İnsana gereksinimi olmayan bir ürünü şiddetle istetmek ve olmayan satın alma gücüyle ona satmayı başarmak öyküsünden söz etmek istiyorum, daha doğrusu iç içe geçmiş öykülerden. Siz buna kredi kartları ile henüz kazanılmamış paraları harcatmak öyküsü de diyebilirsiniz. Üstelik gerçekte var olmayan gereksinimler için. Makineler dünyasına hoş geldiniz..!

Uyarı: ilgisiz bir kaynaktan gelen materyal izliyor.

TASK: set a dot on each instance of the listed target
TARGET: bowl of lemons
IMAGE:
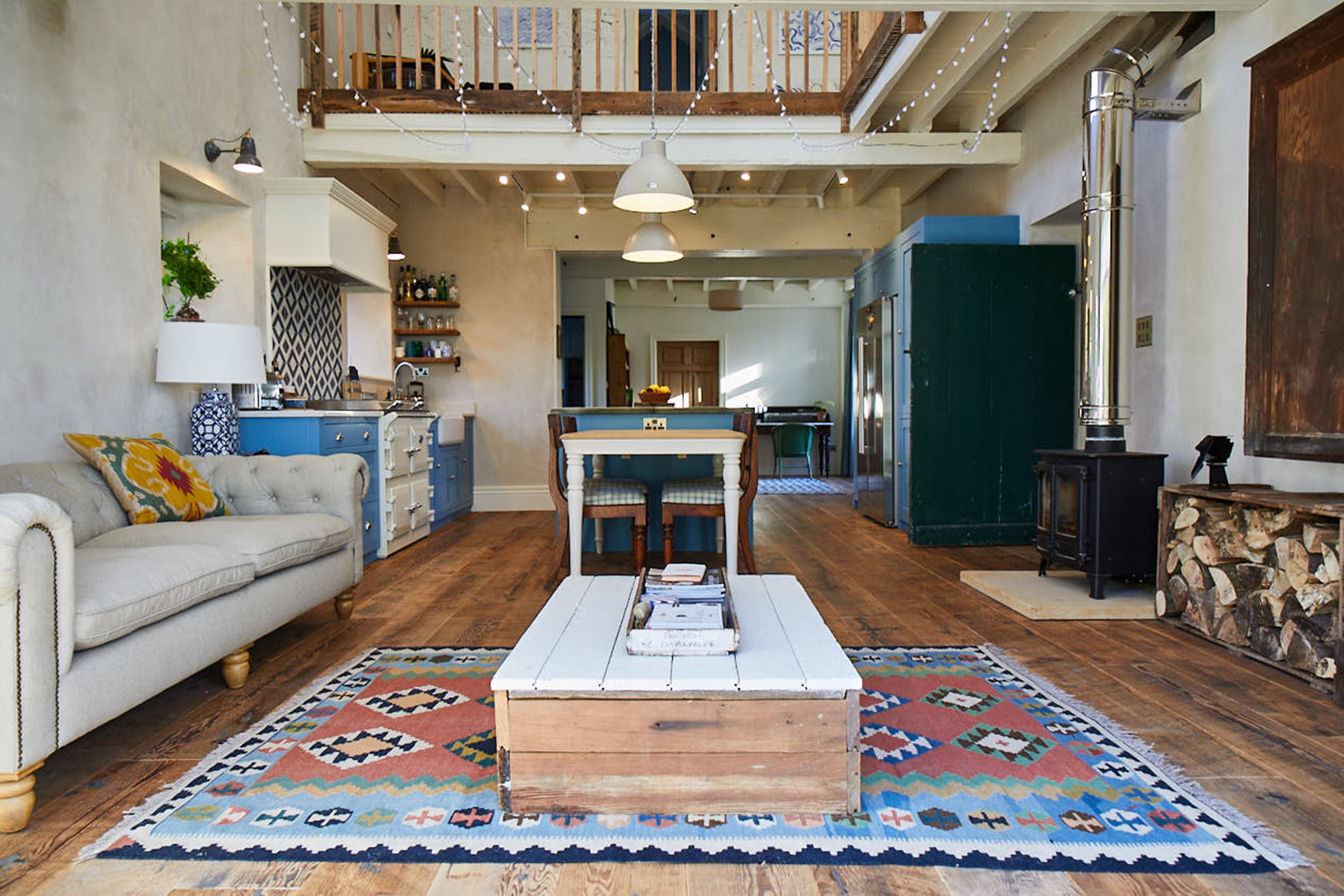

Düşünün… Çok değil, on yıl öncesine kadar yaşamınızda olmayan ancak bugün onlarsız yapamadığınız ürünler var mı? Neler? On yıl öncesine kadar onlarsız nasıl yaşıyordunuz? Şimdi niçin satın alıyorsunuz? Ya da niçin satın almaya itiliyorsunuz? Çünkü makineler var. Çünkü makineler büyüdüler ve çoğaldılar. Çünkü ürettikleri ürünler gereksinimlerden fazla. Yâni arz, talepten fazla. Bu arzı eritmek gerekiyor. Kim eritecek? Siz! Kim için..? Kim bilir, makineler masum oldukları iddiasındalar.

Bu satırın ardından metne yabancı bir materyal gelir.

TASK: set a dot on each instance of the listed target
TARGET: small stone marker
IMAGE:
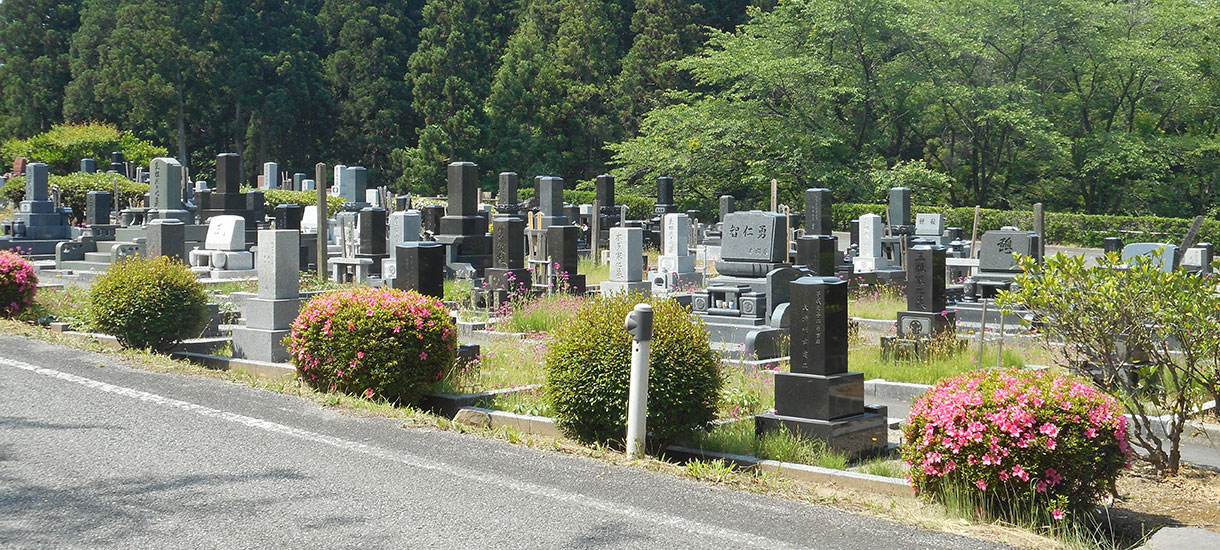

Pencereyi açtığınızda ne görüyorsunuz? Değişim, hız, belirsizlik, karmaşıklık, çalkantılar, krizler, fırsatlar, tehlikeler, riskler… İçinde bulunduğumuz zaman dilimi, bu ve benzeri sözcüklerle tanımlanıyor. Nasıl vardık bu noktaya..?
İnsanlık tarihi ilkel toplum, tarım toplumu, sanayi toplumu, bilgi toplumu süreçlerinden geçti ve şimdilerde siber topluma hazırlanıyor. Makineleşme, sanayi devrimiyle birlikte başladı. İnsanın kas gücü ile yaptığı işler yerini makinelere devretti. Zanaat (el işçiliği ile bireye özel üretim) tarihe karışırken, çok daha hızlı, çok daha büyük miktarlarda ve düşük maliyetli standart üretim anlamına gelen kitle üretim öne çıktı. Yâni giysimizi terziye diktirmek yerine, konfeksiyon ürün satın alır olduk. Niçin? Çünkü çekiciydi. Hem seçenek bolluğu vardı, hem de daha ucuzdu. Özgünlüğümüzü terk edip standartlaştırılmış ürünleri kullanarak “birbirimize benzeme” ya da makineleşme öykümüz böyle başladı…
“Büyüyün ve çoğalın” emriyle büyüyüp çoğalan makinelerin üretimiyle birlikte pazar genişlemesi sürerken, üçüncü bilgi devrimi (ilki matbaa, ikincisi radyo) gerçekleşti: İnternet. Dünya ölçeğinde hem iletişim engelleri ortadan kalktı, hem de iletişim neredeyse bedavaya dönüştü. Bireyin yabancı dili varsa, dünyanın herhangi bir coğrafyasında hangi ürünler üretiliyor, tüketiliyor, kaça satılıyor bilgisine real time-online ulaşabilir oldu. İstek önce düşüncede başlatılır, ardından eyleme geçirilir. Küresel ölçekte çevremizi kuşatıp, kesintisiz uyarıcı sinyaller yayan modern reklam ve pazarlama enstrümanları süreci körükledi, hızlandırdı. Oysa madalyonun arka yüzünde “gereksinim için üretim” yerine “piyasa için üretim” gerçekliği yer almaktaydı. Ne demektir piyasa için üretim? İnsanın “yararına olmayan” üretimdir. Böylece “aşırı arz+iletişim” evliliğinden doğan “olmayan gereksinimin oldurulma” öyküsü de başladı…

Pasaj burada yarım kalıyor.